The DNN modeling requires (i) characterizing the DNN’s system parameters and the associated “loss” function in terms of the weight parameter wi(m), and (ii) tune these parameters using the training data collected by the system architect under controlled environment. Figure 3 provides a high-level description of the key DNN tuning parameters, including layer size and related mini-batch size for numerical approximation of gradient, gradient threshold, and learning rate. Figure 3(a) illustrates the layer size; Figure 3(b) shows the exploding gradient if the “terms” in the differential equation are greater than 1, and Figure 3(c) depicts the learning rate. Figure 3(c) shows that the learning rate can have a large learning rate and a small learning rate that can be used for fast adaptation during data acquisition phase and slow adaptation during tracking phase after the loss function is converged. Note that a differential equation is usually used to characterize a neural network layer.

Figure 3.

Deep neural network (DNN) and associated tuning parameters.

In practice for DNN, there are usually four hyper-parameters to tune, namely, layer size, mini-batch size, gradient threshold, and learning rate. Tuning the layer size to select the best size to produce the best manageable agent size of training data meaning that the layer size should be selected to optimize the required training data storage. Tuning the mini-batch size to get the best size for the numerical approximation of the gradient. Tuning the gradient threshold to obtain the best gradient clipping to avoid an “exploding gradient” and the best step size to achieve a timely gradient descent or ascent step. Finally, the tuning of the learning rate is required to achieve the best reward/stopping criteria and learning rate criteria for better convergence. Ref. [16] describes the tuning process for an application of DNN in the design and development of future global navigation and satellite system (GNSS).

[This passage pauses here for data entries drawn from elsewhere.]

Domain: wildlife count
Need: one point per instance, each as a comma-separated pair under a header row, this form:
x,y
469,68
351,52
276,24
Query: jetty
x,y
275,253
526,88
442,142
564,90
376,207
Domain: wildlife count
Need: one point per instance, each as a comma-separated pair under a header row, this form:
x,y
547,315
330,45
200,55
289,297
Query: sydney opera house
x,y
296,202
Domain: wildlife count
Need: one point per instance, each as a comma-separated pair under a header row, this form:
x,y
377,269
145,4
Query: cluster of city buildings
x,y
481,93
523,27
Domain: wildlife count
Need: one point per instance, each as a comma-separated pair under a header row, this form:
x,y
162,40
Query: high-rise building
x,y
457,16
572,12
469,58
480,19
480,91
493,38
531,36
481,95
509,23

2.1.4 AI and expert systems

Earliest example of rule-based expert system was DENDRAL a system for identifying chemical structures developed in the 1960s at Stanford University [17]. DENDRAL was the first system that was called AI and expert system because the decision-making process and problem-solving behavior of organic chemistry were automated to identify unknown organic molecules. Since then, many systems were derived from DENDRAL including MYCIN, REX, MOLGEN, PROSPECTOR, XCON, STEAMER, etc. As an example, MYCIN system was developed in the 1970s to help physicians diagnose meningitis and bacterial infections [18]. As another example, REX system was developed in the 1980s and it was written with the language LIPS from Bell Labs. REX system had advanced the AI and expert system by incorporating rule-based guidance for simple linear regression. The name REX was derived from Regression EXpert, and it was an interface between humans (or users) and statistical software, and an interactive modeling software (IMS). The IMS was created to allow the user interacts with the statistical software more effectively [19].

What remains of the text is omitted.